The first day I did not do much else than preparing the plate and drawing the image to drafting paper. Then I transfered like I usually do by rubbing the graphite onto the white washed plate.
I slowly started to cut the plate. I decided to start at the bottom, with the option to shorten the plate should the first trials not work out well.
I just had a bit more than an hour for cutting. Working on the shelves and books is rather boring and demanding at the same time. So when I got tired I started to work a little on the top.
More cuting in the morning:
and yet more cutting in the evening. And so I could start day 6 – which was today, with a slightly more finished plate:
This looks do-able:
After about another hour I was finished:
The next step then was of course the washing off of of the white paint and with it the graphite. Although I was quite sure about this, I was still a little nervous whether it would still work with the pencil lines gone.
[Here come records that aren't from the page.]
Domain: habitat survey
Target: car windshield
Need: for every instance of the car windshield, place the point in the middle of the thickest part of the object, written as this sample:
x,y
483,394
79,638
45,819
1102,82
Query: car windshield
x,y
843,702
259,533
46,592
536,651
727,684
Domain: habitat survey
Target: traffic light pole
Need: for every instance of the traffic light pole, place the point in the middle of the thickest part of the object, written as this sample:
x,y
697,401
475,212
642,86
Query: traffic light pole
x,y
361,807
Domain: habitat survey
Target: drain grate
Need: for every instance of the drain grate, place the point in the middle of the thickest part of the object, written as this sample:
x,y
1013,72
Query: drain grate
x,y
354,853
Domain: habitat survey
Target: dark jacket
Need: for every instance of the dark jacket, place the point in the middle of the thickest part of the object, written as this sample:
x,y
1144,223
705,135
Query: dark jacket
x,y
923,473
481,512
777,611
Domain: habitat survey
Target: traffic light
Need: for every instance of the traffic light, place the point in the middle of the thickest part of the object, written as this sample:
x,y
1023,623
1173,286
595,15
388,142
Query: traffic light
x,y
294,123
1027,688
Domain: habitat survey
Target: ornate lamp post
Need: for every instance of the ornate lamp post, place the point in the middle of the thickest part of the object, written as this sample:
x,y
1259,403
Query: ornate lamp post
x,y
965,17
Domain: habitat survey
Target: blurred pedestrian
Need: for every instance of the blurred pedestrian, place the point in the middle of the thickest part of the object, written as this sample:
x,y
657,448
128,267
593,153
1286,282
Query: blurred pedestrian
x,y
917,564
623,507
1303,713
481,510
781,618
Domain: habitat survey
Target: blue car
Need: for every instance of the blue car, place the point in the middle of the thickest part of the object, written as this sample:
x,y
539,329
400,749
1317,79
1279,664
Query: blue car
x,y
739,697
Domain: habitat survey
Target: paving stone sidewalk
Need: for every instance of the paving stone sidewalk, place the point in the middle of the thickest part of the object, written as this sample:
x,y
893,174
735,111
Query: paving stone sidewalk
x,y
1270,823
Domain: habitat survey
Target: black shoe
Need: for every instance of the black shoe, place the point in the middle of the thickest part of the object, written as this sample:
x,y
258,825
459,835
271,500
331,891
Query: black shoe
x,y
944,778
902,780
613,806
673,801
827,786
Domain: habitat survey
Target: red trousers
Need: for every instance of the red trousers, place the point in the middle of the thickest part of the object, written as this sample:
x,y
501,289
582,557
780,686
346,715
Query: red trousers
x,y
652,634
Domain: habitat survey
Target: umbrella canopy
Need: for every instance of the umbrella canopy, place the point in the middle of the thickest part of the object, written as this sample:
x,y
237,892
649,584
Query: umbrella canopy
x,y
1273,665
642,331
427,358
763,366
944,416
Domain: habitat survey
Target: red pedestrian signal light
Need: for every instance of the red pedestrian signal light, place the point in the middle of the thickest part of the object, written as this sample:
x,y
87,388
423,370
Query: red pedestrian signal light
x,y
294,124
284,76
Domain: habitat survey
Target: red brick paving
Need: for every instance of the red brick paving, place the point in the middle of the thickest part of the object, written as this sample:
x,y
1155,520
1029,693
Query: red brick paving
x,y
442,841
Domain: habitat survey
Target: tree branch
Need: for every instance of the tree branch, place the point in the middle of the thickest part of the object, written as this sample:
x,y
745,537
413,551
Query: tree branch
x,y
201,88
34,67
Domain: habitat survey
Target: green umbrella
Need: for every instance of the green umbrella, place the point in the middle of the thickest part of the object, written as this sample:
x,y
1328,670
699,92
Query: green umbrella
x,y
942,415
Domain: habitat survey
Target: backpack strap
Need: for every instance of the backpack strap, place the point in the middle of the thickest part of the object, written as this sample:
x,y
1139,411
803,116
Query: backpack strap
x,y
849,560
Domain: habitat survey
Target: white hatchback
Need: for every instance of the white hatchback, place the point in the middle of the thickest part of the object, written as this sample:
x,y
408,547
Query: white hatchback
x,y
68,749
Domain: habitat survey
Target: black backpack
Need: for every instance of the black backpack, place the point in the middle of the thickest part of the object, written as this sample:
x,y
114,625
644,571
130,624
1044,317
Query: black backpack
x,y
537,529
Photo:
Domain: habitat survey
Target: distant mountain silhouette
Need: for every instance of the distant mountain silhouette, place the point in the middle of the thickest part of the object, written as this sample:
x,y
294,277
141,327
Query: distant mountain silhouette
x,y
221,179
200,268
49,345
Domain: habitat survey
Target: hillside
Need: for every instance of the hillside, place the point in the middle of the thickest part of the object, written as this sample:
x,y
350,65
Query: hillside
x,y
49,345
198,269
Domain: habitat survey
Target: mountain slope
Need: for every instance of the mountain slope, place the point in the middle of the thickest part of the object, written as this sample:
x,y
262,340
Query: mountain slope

And generally I was happy with how it looked. Some of the books suddenly seemed pecularialy thin, and so I corrected some small spots and here and there, but then it was time for a first ink-up.
I was very happy with how it looked. Of course I corrected some more small things. For the first ink-up and the first proofs I used a water based ink because it is easier to wash off. But with the plate like I want it, I then started to print in oil based ink:
I have made some prints by rubbing with a spoon, and some with my copy (tiger) press. The results with the spoon look much nicer, but are so much more work. There are some like this and some like that under the first 25. I am not decided yet whether I will keep on mixing, or stick with one method for the remaining 75. Another option would be to scan the best (or one of the best) and then print 100 digitally. It is not what I have in mind, but serves as a back-up if the prints are not drying fast enough.
The possibility that the prints won’t dry fast enough do worry me. It is not just about the drying time alone: Due to lack of space, I need a first batch to dry before I can print a second one, and I only have less than fours weeks to finish (and the twin’s birthday with a bunch of visitors and three days of celebrations right in between).
Another thing that worries me about as much as drying time is that I will have to cut each of the 100 bookmarks to size by hand. – I should have made a smaller plate without bleed! But, well, now I’ll stick with it, and will solve each problem when it occurs, I guess.